China — which until now has worked alone as it pursues an ambitious space program — seems more open to international cooperation, especially with the US, European and US experts say.
“There is a change in the Chinese attitude, with a call for cooperation in space. And Americans are not reticent — on the contrary,” French space agency CNES’ president Jean-Yves Le Gall said.
Le Gall spoke on Thursday last week as he left a meeting in Washington of high-level envoys from 30 spacefaring nations discussing ways to pool efforts to explore the stars. The conference continued on Friday with space agency heads.
The space race started as an intense Cold War competition between the US and the former Soviet Union. However, with budgets shrinking, the US is relying more on private companies and looking to keep costs down with multinational collaborations — and other countries that are emerging as future major players in space.
The participants at the conference, which included Brazil, China, India, Japan and Russia, “showed a strong desire for coming together” in space exploration activities, Le Gall said, adding that the Chinese showed up in force, with a large delegation.
“The big question for the next three years is whether China will join the International Space Station [ISS],” which currently includes the US, Russia, Japan, Europe and Canada, he said.
“That’s the challenge,” Le Gall said, adding that the US had just extended the orbiting space lab’s mission by at least four years, to 2024.
John Logsdon, former director of the Space Policy Institute at George Washington University and a NASA consultant, shared Le Gall’s sentiment.
He said that China has recently indicated its willingness to participate in the International Space Exploration Coordination Group, which currently has 14 members, including NASA.
Beijing has also openly invited other countries to join it in its own ambitious project that aims to put a Chinese space station into orbit within 10 years.
“Every indication is that China is eager to become part of the inner circle of space countries, rather than going its own path,” Logsdon said.
He said it was surprising that China, which along with the US and Russia is one of three countries in the world “that knows how to put people in space,” was not “directly involved in things like the International Space Station.”
Logsdon said it was “very possible” that China would be invited within the next two or three years to join some activities aboard the ISS, although he said it was likely to be part of a broader initiative that could also include Turkey, Saudi Arabia and Nigeria.

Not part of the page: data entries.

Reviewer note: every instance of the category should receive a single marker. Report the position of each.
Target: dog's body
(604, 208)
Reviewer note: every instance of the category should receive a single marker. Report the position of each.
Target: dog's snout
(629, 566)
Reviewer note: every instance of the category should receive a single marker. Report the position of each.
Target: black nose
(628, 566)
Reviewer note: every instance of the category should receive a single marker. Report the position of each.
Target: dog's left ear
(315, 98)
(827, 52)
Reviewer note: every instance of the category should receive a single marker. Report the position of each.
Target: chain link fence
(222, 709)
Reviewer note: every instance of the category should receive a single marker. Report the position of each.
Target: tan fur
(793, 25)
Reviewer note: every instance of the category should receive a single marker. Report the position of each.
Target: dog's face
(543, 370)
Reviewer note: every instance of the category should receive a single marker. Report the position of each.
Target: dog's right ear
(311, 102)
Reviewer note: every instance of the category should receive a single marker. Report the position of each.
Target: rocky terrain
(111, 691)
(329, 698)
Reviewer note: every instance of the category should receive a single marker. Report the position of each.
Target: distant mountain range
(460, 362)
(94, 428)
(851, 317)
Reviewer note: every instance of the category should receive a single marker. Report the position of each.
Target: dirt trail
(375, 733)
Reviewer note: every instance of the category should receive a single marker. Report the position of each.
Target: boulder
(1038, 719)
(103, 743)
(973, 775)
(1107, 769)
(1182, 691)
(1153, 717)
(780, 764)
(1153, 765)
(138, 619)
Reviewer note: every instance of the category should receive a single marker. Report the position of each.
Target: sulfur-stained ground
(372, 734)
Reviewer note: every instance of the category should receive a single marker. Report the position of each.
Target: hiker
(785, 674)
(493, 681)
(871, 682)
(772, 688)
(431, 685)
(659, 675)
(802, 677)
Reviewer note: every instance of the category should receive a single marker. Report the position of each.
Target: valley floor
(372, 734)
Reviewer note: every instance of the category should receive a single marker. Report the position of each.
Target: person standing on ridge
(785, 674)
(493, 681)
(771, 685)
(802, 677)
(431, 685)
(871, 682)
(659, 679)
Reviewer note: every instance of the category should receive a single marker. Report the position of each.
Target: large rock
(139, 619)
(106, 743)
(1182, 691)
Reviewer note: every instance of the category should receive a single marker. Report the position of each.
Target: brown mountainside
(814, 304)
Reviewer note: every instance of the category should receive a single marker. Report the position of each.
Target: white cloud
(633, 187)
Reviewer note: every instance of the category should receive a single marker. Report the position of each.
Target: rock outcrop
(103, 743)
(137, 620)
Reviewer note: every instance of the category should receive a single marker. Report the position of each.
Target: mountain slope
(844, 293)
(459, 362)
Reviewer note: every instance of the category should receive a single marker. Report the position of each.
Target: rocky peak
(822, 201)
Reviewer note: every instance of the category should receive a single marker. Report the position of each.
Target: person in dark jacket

The expert said that NASA was still not authorized by the US Congress to work with China, because several lawmakers consider it a risk to the US’ national security.
However, if the European Space Agency were to issue an invitation to China to participate in the ISS partnership, NASA would not be required to oppose it, Logsdon said.
“We have seen a strong willingness among the different space agencies of the world to increase global cooperation in space exploration,” he added.
So far it’s just “rhetoric,” he said, “but it is a step toward reality.”
Le Gall was equally cautious, but he said the environment was conducive to increased cooperation.
“Paradoxically, the spacefaring nations that are in the forefront” — including the US and Europe — “don’t have any more money, while those that have the ambition to get there and be recognized, like China, have money,” he said.